By: Christopher Lewis
The USD/CHF pair has recently been affected by the goings on in the EUR/CHF pair. The Swiss National Bank has a standing “minimum acceptable rate” of 1.20 for the EUR/CHF pair, and as a result, most CHF-related pairs are being manipulated by proxy. This is because the market for the Swiss franc is one of the most illiquid of the majors.
If the SNB intervenes in the EUR/CHF pair, all XXX/CHF pairs will rise as a result. This has been seen in the past, and there is no reason to think that suddenly this reaction won’t be likely. The USD/CHF pair isn’t directly being manipulated, but you better believe that your account won’t care if you get caught on the wrong foot in this market after an intervention.
Many levels
The USD/CHF pair currently sits above the 0.90 level, and this was one that I have as an important “zone” because of the large round number effect that you often see in the markets. Also, it should be noted that the area is the 61.8% Fibonacci retracement level from the rally a few months ago. In other words, the level simply had to hold to keep any type of bullish attitude.
As we have seen, it did. Now we have a doji of sorts for the Thursday session, and that is just under the 0.91 resistance level. With this in mind, I believe that a pullback is very likely. The large candle for the Wednesday session looks very bullish to me, and I think the fact that the SNB is working against the Franc could be another catalyst for bullishness in this pair.
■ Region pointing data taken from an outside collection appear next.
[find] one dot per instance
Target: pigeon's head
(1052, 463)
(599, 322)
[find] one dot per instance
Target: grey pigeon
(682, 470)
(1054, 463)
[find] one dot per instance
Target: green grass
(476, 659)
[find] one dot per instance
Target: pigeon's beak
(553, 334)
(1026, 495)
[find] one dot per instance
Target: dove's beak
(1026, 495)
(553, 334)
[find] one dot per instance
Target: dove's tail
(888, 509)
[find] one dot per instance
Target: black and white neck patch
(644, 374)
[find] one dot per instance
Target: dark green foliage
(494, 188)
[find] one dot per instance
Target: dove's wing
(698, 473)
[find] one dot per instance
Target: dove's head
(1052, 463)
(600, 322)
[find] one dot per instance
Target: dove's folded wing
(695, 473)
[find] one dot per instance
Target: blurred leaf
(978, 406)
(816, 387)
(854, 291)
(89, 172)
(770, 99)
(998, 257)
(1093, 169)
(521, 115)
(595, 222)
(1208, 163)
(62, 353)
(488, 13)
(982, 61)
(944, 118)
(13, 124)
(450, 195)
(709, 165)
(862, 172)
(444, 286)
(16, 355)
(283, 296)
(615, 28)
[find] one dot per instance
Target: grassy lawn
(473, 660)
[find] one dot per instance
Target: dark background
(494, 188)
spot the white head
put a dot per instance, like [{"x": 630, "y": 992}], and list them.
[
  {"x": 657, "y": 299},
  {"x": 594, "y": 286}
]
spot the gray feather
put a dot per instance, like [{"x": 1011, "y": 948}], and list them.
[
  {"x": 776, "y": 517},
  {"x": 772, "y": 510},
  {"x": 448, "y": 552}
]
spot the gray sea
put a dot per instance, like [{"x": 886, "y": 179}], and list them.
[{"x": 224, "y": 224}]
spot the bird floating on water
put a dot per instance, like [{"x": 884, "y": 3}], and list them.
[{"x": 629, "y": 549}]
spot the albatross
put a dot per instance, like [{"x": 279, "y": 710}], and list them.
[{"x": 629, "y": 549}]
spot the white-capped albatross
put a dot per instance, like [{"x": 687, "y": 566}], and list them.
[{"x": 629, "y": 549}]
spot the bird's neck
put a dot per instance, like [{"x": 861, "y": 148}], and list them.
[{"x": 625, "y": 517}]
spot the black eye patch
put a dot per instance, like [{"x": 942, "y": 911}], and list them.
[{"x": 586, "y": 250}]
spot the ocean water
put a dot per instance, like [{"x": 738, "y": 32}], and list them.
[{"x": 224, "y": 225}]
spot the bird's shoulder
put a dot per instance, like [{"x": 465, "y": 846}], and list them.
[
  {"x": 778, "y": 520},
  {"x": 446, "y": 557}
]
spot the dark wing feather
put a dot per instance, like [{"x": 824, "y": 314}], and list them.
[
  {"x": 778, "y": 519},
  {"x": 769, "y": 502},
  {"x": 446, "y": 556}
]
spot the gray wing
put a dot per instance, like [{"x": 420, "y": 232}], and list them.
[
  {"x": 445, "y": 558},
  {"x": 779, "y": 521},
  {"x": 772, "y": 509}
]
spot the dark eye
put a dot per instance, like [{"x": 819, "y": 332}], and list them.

Because of the overhead resistance, I am looking for pullbacks in this pair to buy. The EUR/CHF pair is currently hovering just above the 1.20 handle and because of this – it is going to be difficult to think that the Franc can appreciate much more. The safety trade from time to time should continue to push the demand for the Dollar going forward. The 0.91 level will have to be overcome on a daily close in order to push forward, but looking at the longer term charts, I believe the 0.95 level will be seen relatively soon.